In the shower, I clipped my hair on top of my head and stood under the hot spray as the water washed away some of the day’s tensions. My small team at Blackwood Security—there were three of us—supported the Special Projects and Investigations teams by providing information as and when required, and both departments were busier than ever. I’d started the morning on run-of-the-mill infidelity cases and ended the evening hunting for a missing teenager. She’d gone to meet an online friend in Maryland, a fellow Indigo Rain fan who had a spare ticket to their concert, a pretty sixteen-year-old brunette who, in reality, turned out to be a middle-aged guy. Two hours ago, the field team had found the missing girl crying in a motel room, and now she was on her way home. The groomer? Our target was only fifteen, so his catfishing ass was in jail. 

I scrubbed harder. Maybe I was trying to wash off a little of the second-hand misery that clung to me as well. I loved my job, both the technical aspects and the fact that I got to help people, but some of the things I saw along the way, they gave me nightmares. Hawk took me out of the darkness, if only for a few hours.

Although he wasn’t exactly sweetness and light. No, he was a grouchy, secretive, pushy asshole. An asshole who made my blood run hot and reliably provided multiple orgasms before he left me in a boneless pile on the bed and disappeared into the night. But he was also safe. With Hawk, I knew exactly what to expect. He never made any false promises, and in the brief moments we spent together, he took care of me.

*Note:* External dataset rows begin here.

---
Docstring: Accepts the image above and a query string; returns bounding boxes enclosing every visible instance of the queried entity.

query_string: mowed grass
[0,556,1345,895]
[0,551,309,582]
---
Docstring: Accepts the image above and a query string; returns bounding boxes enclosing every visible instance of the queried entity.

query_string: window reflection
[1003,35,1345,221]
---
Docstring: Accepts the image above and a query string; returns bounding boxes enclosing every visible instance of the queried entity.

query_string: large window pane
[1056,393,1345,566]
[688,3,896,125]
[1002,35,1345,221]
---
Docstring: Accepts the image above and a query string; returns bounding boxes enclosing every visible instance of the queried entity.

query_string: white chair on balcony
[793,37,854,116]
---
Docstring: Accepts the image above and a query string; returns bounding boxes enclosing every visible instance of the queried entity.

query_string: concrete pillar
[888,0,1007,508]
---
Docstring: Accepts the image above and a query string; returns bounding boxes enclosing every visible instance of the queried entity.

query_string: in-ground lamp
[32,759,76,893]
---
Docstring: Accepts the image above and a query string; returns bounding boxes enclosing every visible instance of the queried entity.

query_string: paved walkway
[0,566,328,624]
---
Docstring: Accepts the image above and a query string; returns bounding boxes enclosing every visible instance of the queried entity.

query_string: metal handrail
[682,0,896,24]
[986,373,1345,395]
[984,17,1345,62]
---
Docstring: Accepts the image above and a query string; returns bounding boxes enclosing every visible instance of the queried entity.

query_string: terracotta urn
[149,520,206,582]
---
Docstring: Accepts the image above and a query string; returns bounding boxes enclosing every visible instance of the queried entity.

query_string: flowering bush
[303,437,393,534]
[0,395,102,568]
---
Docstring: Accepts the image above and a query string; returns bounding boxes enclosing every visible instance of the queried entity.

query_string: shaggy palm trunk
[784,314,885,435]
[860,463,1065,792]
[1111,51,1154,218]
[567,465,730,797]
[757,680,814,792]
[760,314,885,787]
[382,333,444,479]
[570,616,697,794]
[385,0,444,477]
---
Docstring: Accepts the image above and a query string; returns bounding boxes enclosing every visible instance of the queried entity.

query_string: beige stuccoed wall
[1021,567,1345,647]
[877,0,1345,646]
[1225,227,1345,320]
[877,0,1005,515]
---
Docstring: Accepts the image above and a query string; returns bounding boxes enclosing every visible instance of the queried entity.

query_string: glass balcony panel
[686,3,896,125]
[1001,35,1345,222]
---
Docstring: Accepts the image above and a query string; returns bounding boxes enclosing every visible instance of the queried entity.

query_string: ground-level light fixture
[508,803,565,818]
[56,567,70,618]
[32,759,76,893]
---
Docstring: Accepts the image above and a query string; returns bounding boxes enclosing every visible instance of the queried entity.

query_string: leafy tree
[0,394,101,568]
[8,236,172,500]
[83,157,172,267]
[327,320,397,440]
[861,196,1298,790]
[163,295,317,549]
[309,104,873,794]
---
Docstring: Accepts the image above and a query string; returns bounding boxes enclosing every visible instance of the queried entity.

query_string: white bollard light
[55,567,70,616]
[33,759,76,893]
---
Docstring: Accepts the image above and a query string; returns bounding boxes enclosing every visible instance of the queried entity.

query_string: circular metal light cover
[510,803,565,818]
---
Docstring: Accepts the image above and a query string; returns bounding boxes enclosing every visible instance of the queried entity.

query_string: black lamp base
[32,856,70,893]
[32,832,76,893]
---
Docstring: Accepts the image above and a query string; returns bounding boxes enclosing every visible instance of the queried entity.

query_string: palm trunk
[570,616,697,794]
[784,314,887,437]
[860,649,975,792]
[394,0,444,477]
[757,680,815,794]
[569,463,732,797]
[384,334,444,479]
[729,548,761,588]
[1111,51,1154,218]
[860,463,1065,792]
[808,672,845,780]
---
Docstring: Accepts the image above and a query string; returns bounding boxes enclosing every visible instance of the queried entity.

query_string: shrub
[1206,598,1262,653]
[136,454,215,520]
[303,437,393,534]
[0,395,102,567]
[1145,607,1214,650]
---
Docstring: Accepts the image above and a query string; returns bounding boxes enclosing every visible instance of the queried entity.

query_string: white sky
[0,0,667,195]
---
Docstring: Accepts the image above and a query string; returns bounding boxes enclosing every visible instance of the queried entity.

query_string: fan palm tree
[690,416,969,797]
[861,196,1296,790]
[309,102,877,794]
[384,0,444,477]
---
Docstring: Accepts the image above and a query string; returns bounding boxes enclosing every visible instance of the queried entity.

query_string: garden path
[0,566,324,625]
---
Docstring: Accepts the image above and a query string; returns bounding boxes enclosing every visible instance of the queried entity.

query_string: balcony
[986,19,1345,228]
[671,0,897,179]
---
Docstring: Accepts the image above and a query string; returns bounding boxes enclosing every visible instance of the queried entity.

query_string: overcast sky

Not like the men who’d come before him. 

He’d saved me from making at least one big mistake, and probably more.

It had all started on a cloudless night in The Brotherhood of Thieves, or should I say, outside it. The Brotherhood had started out as a biker bar, a real spit and sawdust place that Hawk would have felt quite at home in, but like so many establishments, it had fallen on hard times. In its second incarnation, it had become the kind of place city boys drank when they wanted to feel badass. Rebels without the risk. Bandidos who wouldn’t dream of violating any city ordinances. The new clientele rode motorcycles on the weekends, bragged about their bonuses, and didn’t care how much the drinks cost. 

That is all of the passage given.